There was an article in last week's Washington Post about a guy in the metro area who is quite knowledgeable in pinballs. He owns 867 of them and wants to build a museum for them.
Here is the article:
washingtonpost.com - nation, world, technology and Washington area news and headlines
Maybe by contacting him, he could give you some help.
From the article:
Md. man with 867 pinball machines dreams of opening museum
By Lori Aratani
Washington Post Staff Writer
Saturday, January 2, 2010
David Silverman has 867 pinball machines and a $2 million dream.
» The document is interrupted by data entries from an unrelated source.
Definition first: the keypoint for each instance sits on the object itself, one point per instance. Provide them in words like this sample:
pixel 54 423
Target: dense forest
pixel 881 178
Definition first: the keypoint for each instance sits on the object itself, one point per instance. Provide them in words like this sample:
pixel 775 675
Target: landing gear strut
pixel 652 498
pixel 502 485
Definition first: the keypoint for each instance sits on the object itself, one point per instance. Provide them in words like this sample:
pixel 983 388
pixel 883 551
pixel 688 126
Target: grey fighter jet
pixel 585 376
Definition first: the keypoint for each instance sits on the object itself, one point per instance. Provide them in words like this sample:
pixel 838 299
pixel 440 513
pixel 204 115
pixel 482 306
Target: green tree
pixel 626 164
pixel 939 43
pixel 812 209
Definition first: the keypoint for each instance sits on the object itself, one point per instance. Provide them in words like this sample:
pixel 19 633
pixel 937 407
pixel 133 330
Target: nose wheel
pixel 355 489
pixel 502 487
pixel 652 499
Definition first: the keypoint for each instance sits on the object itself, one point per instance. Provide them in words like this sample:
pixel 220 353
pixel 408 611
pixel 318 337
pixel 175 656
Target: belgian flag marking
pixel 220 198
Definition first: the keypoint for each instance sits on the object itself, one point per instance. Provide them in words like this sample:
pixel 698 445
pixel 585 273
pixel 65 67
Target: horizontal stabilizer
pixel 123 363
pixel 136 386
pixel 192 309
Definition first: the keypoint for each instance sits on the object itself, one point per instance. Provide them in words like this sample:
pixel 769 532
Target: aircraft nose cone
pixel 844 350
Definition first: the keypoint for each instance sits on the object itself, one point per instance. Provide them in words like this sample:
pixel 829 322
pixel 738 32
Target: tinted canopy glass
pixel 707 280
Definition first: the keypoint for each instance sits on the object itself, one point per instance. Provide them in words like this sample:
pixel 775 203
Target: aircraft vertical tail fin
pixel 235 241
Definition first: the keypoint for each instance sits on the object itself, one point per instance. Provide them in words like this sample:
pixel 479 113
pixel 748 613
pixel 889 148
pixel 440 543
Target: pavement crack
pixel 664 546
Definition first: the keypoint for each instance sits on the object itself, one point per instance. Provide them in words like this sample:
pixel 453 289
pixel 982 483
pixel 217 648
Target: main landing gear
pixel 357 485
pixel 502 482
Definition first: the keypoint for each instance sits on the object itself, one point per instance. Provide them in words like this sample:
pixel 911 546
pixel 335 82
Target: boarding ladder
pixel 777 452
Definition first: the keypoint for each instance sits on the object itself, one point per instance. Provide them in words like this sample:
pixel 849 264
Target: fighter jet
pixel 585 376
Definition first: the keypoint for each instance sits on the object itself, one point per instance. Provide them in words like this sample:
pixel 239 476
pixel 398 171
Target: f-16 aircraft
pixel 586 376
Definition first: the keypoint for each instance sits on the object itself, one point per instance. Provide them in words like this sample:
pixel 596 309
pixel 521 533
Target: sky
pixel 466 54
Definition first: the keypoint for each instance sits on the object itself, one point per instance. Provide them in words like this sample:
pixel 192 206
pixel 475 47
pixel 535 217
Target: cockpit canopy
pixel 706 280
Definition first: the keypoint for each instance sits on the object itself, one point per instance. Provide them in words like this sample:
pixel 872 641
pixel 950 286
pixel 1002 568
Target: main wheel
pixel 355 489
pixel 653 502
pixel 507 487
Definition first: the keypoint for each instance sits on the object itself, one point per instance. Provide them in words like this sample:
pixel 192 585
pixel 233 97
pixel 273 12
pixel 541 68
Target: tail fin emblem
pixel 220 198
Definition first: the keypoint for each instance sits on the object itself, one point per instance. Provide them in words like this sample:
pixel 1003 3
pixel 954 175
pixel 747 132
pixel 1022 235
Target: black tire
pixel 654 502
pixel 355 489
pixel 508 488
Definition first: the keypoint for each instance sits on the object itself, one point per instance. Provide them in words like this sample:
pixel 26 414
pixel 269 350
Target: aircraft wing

By day, Silverman is a landscaper who specializes in Japanese gardens, but in his spare hours, he is a full-time pinball fanatic. Over the past 30 years, he has amassed a collection of machines that dates to the 1920s. They are housed in a specially constructed building in Silverman's Silver Spring back yard where, on Saturdays, he often has people over to play the games for free.
That's fine for now, but his big dream is to open a museum to share his collection with the world and to educate people about pinball and its history.
In his vision, the National Pinball Museum would be 10,000 square feet of pinhead heaven (pinhead is the term for pinball lovers). It would showcase all facets of pinball, including the game's history (it was a French invention) and the ways in which pinball reflects American culture and history. It also would showcase the artists behind the machines.
"This is America, and we're losing more and more of" our history, he said. "We need a place where we can keep [pinball] as a permanent record. A museum is a way to do that."
In a building roughly the size of the National Zoo's panda enclosure, there also would be classrooms where people could learn about the game and be trained in pinball repair. The museum would even have a restaurant that would serve "an elegant array of foods and pinball-related snacks." Silverman wants to call it "The Flipper."
Pinball's heyday was in the 1960s and 1970s, but the arrival of video games spelled the end of the game's reign. Only one company, Illinois-based Stern Pinball, still makes pinball machines.
But the game remains big business among collectors, who pay upward of $5,000 for a machine at conventions or online sites such as eBay.
The Pinball Expo, which celebrates its 26th anniversary this year, attracts more than 1,000 pinheads annually to Chicago. The machines have even gained favor among contemporary artists. The Smithsonian American Art Museum recently included a pinball machine as part of a retrospective of the work of William T. Wiley, a California-based artist who used a pinball machine as his "canvas" for a piece that focused on global warming. Museum officials invited Silverman to give a talk about the game's history in October.
"We love having it in the show," said Joann Moser, the Smithsonian's senior curator. "It's so different from anything else. It shows an artist not fussy about the definition of art."
Silverman is a genial dark-haired man whose beard shows just a bit of gray. On a recent day, he is dressed casually in bluejeans and a cream-colored T-shirt with his pinball museum's logo, two flippers and a ball, over his heart. He chats amiably about the weather and his home, which resembles a Japanese country house. But turn the conversation to pinball, and he really gets going. Backglass, the rise of the flipper, the evolution of the bumper, Silverman is a one-man database of all things pinball.
Silverman knows that pinball was banned in New York until 1974 and that machines popular in the 1950s often depicted voluptuous women in various states of undress. That's because pinball was then a man's game, he said. The idea of women playing? Scandalous!
There's more to this article, but I'm too lazy to post it.